Even more extraordinary are their stories. Detailed in personal essays throughout the book, they’re proof that one’s twilight years can be as revelatory, adventurous, and enviable as one’s teens and twenties. Take 74 year old Valerie Von Sobel, who fled communist era Hungary as a refugee during the 1956 uprising against the Soviet regime and has led a successful career as both artist and interior designer. After the loss of her son to a malignant brain tumor, Sobel has dedicated her life to helping single parents of terminally ill children through the Andre Sobel River of Life Foundation. In the essay she penned for Advanced Style, Sobel writes: “I am blessed to be in a state of returning; expressing and sharing my given talent through the gifts of art and beauty, and having the privilege of being involved in what, to me, is the most meaningful philanthropy.”

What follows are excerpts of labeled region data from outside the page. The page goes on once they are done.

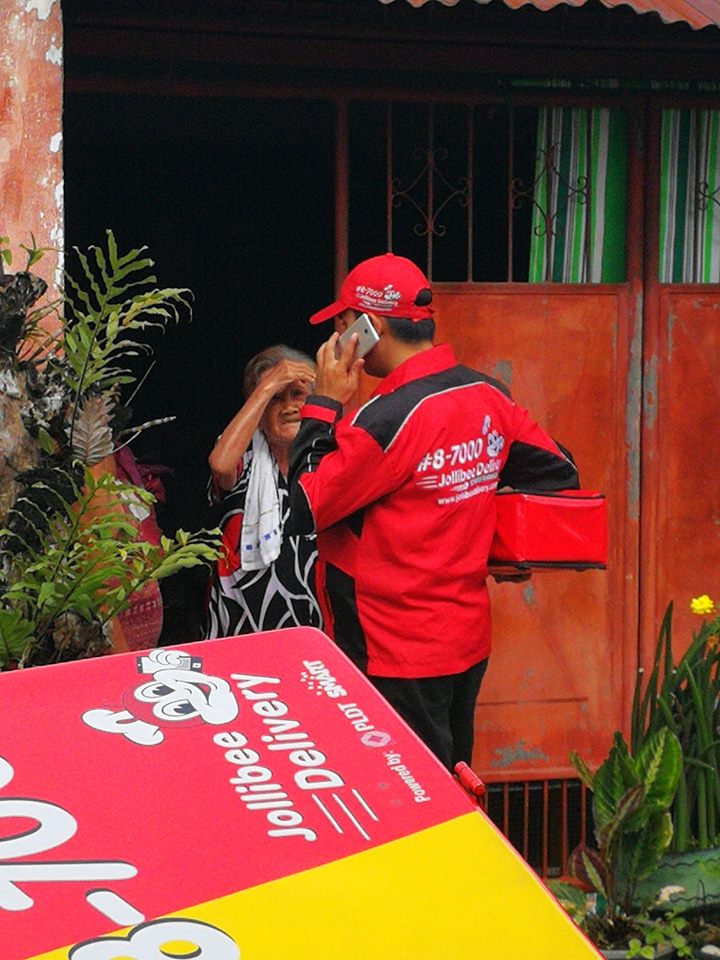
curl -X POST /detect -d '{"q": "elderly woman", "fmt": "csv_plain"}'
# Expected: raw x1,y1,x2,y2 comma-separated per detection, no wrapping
205,345,322,638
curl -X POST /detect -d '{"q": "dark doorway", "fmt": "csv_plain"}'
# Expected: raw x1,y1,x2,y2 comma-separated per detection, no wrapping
64,93,334,642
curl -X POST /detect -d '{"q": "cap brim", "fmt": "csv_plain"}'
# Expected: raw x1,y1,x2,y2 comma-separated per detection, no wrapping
310,300,346,323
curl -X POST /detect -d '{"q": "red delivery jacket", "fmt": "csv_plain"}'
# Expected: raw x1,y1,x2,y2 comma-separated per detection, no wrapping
286,345,579,678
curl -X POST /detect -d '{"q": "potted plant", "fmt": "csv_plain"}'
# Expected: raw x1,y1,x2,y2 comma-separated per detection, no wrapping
0,231,218,669
550,727,691,958
631,595,720,910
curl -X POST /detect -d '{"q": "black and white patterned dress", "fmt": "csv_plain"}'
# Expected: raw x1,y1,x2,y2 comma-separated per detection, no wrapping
204,448,322,639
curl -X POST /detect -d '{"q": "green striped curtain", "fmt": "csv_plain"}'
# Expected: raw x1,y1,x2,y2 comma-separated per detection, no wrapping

Sobel takes time each morning to revel in what she describes as a ceremony of dressing. “If you don’t put your own desire into how a day will go, it will just be ordinary and grey,” she told Women in the World. “You can be very casual and very elegant, but put a little thought in it, and it makes the day so special.”
Cohen has learned a great deal from his subjects, forging close friendships and creative partnerships with many. “They’re always looking for new things to do, even up into their 90s and 100s,” said Cohen. “You just see that you’re only limited by your mindset…I was at an aging festival in Montenegro and met a 97-year-old woman named Tao Porchon-Lynch. She just has this joy that emanates from her. She never complained once about jet lag or being tired. She danced the night away and the next day led a yoga workshop.”

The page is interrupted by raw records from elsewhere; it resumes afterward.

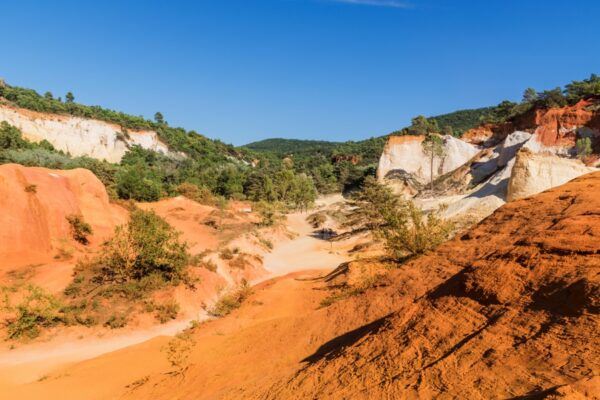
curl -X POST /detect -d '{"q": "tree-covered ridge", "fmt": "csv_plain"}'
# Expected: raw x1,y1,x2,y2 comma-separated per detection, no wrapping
0,82,242,162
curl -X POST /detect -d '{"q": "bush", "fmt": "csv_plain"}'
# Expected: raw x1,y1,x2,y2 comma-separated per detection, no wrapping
154,301,179,324
25,185,37,193
0,121,31,150
219,248,233,260
116,163,162,201
104,314,127,329
175,182,216,205
575,138,592,159
350,178,453,259
208,280,252,318
66,214,93,245
7,286,64,339
190,252,217,272
164,331,196,375
95,209,189,284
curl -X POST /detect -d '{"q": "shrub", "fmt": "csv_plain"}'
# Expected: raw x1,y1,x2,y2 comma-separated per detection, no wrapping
116,163,162,201
219,247,234,260
66,214,93,245
104,314,127,329
0,121,31,150
229,254,248,269
163,332,196,375
95,209,189,284
190,252,217,272
349,177,453,259
208,280,252,318
256,201,284,227
306,212,327,229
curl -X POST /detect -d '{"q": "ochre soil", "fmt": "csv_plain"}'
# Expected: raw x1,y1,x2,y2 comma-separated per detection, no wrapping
0,173,600,399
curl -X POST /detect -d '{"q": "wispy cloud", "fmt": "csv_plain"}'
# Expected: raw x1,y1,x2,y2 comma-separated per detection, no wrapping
329,0,411,8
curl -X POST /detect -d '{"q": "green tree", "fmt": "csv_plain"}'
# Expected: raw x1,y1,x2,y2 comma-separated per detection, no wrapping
0,121,32,150
536,87,567,108
116,162,162,201
421,133,444,191
95,209,190,283
565,74,600,104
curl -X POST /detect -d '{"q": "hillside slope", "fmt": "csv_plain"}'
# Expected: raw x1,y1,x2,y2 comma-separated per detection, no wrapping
11,173,600,399
268,173,600,399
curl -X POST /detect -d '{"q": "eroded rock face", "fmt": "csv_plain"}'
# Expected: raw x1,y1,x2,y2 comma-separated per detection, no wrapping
0,105,169,163
377,136,479,183
535,100,599,147
506,148,597,201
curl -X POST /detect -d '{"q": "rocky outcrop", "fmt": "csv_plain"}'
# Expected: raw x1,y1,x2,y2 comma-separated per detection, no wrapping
262,174,600,399
377,136,479,183
0,164,127,267
535,100,599,147
506,148,597,201
0,104,169,162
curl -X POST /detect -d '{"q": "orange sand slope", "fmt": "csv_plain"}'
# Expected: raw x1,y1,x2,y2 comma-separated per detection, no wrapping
3,173,600,399
0,164,127,271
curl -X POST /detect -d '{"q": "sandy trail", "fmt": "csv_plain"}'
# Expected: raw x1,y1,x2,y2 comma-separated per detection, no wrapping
0,205,349,383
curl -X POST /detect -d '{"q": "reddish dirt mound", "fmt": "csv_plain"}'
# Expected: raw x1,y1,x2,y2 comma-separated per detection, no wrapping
0,164,127,269
264,173,600,399
535,100,597,146
2,173,600,400
462,99,600,147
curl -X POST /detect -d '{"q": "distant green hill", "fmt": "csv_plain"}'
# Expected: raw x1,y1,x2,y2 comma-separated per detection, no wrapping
428,107,494,136
243,138,341,155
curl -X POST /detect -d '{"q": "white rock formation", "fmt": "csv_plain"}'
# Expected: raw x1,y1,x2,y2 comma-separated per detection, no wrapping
507,148,597,201
498,131,532,167
0,105,169,162
377,136,479,183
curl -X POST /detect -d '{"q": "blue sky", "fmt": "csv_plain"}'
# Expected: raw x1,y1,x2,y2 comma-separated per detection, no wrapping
0,0,600,145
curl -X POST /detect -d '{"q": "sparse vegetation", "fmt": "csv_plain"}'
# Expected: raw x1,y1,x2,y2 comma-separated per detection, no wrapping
163,331,196,375
319,270,382,308
575,137,592,159
66,214,93,245
219,247,234,260
92,210,190,284
2,285,65,339
208,280,252,318
347,178,453,259
104,314,127,329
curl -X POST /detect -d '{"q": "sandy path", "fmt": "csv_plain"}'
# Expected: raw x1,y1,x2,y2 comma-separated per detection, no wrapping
0,208,348,383
252,213,348,283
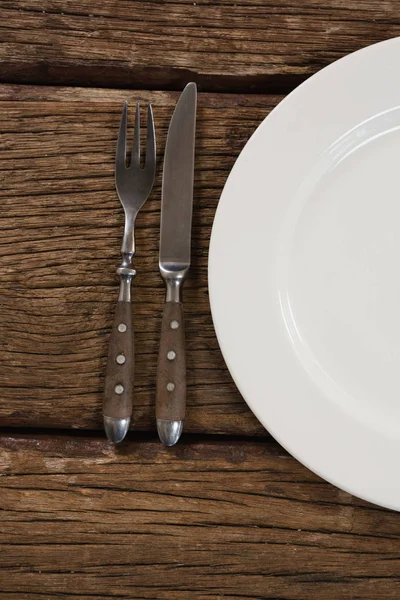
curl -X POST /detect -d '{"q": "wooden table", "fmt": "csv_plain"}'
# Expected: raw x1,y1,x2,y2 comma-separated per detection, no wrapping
0,0,400,600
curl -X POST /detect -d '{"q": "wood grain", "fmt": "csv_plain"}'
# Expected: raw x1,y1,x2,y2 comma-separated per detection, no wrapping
0,435,400,600
0,86,279,434
0,0,400,93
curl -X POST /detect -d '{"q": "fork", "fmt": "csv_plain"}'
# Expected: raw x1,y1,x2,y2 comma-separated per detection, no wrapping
103,102,156,443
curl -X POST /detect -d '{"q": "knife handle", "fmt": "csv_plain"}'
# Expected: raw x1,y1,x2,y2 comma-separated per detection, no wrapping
103,300,134,419
156,302,186,421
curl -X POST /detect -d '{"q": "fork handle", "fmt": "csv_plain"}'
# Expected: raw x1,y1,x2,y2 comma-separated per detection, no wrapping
103,275,134,419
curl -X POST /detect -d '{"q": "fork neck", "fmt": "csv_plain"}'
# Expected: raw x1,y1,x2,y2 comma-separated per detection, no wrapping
117,251,136,302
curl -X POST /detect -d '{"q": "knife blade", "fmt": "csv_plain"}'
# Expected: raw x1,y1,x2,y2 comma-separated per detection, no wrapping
156,83,197,446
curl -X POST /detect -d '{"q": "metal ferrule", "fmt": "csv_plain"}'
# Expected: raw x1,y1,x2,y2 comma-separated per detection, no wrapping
160,266,189,302
117,252,136,302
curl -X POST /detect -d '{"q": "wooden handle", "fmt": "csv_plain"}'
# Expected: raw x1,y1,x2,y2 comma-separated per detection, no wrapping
103,301,134,419
156,302,186,421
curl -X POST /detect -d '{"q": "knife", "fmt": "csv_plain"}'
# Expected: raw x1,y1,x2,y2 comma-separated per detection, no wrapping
156,83,197,446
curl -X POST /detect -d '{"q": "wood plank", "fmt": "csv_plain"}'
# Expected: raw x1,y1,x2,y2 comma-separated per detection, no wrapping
0,435,400,600
0,86,279,434
0,0,400,92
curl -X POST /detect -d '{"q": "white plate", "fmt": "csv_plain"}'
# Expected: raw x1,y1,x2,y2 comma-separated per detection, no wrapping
209,38,400,510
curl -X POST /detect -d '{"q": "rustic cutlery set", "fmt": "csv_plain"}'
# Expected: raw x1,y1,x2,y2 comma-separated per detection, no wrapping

Clear throughout Cohen’s portraits is the fact that clothing alone is not key to growing older unburdened by societal pressure. “It’s about lifestyle, not style,” Sarah-Jane Adams told Women in the World. Adams, a 61 year old jewelry designer, has embraced the aging process with a sense of excitement, adventure, and self-acceptance. “I’m comfortable within my own skin and within my own attire, and with my life. And I think it’s more to do with being confident with your lifestyle. That’s what shines through. My body is telling me that I’m aging, as are experiences in my life, and I accept all of that without resorting to wanting to change my body,” Adams told Women in the World.
Adams, whose clothing style is a wonderfully rich combination of pattern, color, texture, and cultural influence, stressed that there’s no “formula” for self-expression through dress. “It’s not a matter of loading yourself with bits and pieces of one thing or the other. Find what works for you, accept that, and develop that,” she said. “If black and white works for you, whatever floats your boat, do it. And do it with passion, conviction, and self-appreciation.”

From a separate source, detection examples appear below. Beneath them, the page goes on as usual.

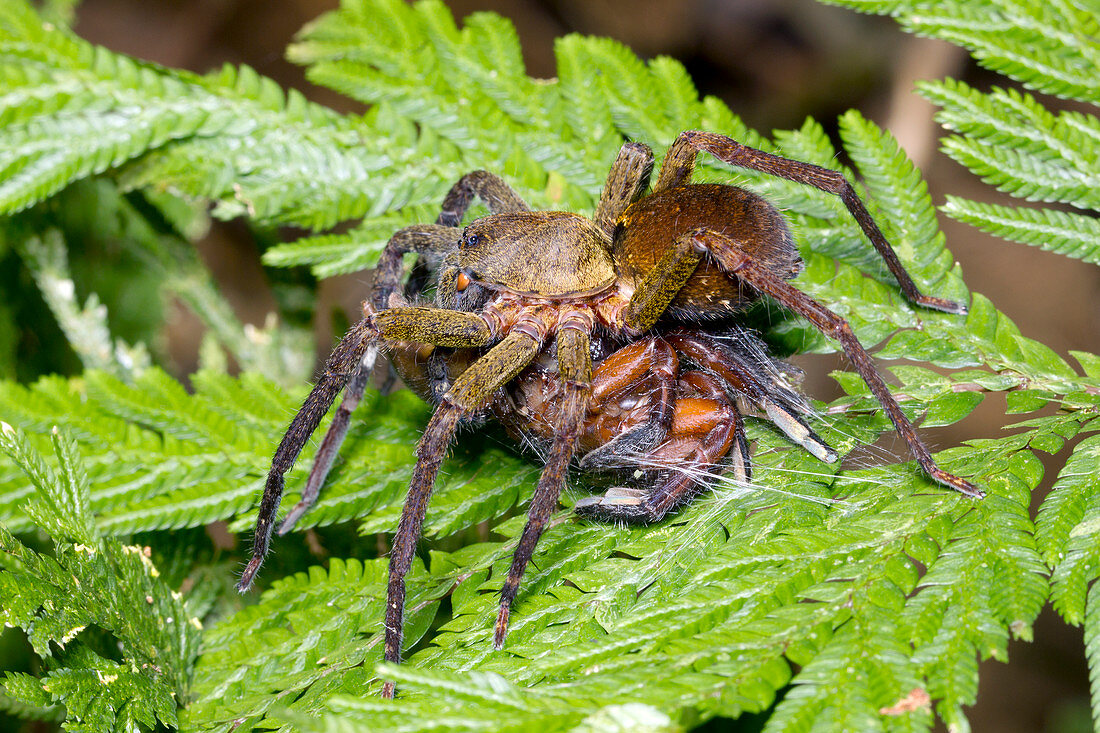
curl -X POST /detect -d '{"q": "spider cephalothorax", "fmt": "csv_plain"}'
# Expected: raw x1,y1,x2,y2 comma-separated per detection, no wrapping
239,132,981,696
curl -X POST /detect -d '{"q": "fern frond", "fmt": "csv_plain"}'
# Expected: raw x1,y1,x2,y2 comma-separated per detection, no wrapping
943,196,1100,264
824,0,1100,102
0,424,201,730
1036,433,1100,624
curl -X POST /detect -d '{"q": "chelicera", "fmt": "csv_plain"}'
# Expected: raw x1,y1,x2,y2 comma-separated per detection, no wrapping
238,131,982,697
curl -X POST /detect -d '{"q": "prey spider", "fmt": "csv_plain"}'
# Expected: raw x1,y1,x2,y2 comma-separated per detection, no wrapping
238,131,982,697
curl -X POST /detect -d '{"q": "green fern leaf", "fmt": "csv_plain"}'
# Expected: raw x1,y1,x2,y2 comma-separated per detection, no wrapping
943,196,1100,264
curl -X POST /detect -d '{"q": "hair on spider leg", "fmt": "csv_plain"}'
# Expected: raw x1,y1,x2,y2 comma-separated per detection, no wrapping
239,131,982,697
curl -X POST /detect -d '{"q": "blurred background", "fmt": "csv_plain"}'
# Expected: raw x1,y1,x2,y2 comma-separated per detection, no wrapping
10,0,1100,732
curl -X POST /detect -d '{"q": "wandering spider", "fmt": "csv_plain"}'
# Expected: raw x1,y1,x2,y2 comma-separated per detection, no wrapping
238,132,982,697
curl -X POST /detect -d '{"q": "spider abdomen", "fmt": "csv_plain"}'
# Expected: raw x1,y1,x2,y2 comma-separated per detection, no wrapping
613,184,802,321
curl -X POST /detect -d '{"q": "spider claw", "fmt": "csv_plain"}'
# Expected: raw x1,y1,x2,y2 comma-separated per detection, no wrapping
928,468,986,499
573,486,651,522
763,398,839,463
237,556,264,593
916,295,970,316
493,603,512,652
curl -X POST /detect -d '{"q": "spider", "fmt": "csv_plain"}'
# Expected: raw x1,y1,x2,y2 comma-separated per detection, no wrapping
238,131,982,697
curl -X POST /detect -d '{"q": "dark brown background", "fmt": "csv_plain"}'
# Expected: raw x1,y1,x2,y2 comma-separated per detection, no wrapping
76,0,1100,732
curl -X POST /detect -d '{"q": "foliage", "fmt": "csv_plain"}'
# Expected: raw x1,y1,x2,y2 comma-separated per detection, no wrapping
0,0,1100,731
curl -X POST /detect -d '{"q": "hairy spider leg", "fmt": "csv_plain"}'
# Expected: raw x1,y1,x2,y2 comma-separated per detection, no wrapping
594,142,653,239
678,229,985,497
493,317,592,649
574,371,751,523
245,306,494,592
653,130,968,315
278,171,530,536
380,325,546,698
580,337,680,471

It’s easy to see how Cohen’s subjects have themselves been the catalyst for what he describes as the “Advanced Style movement.” Since Cohen published the first iteration of Advanced Style, he’s noticed subtle shifts in ways that the fashion and media industries are recognizing seniors. “All of the sudden, older women were being cast in campaigns internationally, “ he said. “I receive emails and messages on a daily basis from men and women of every age, saying they no longer fear aging, and can’t wait to grow older and have this sense of freedom that these women have,” Cohen said. “Now it’s really about learning what can we do on a daily basis, to treat older people with the respect that they deserve.”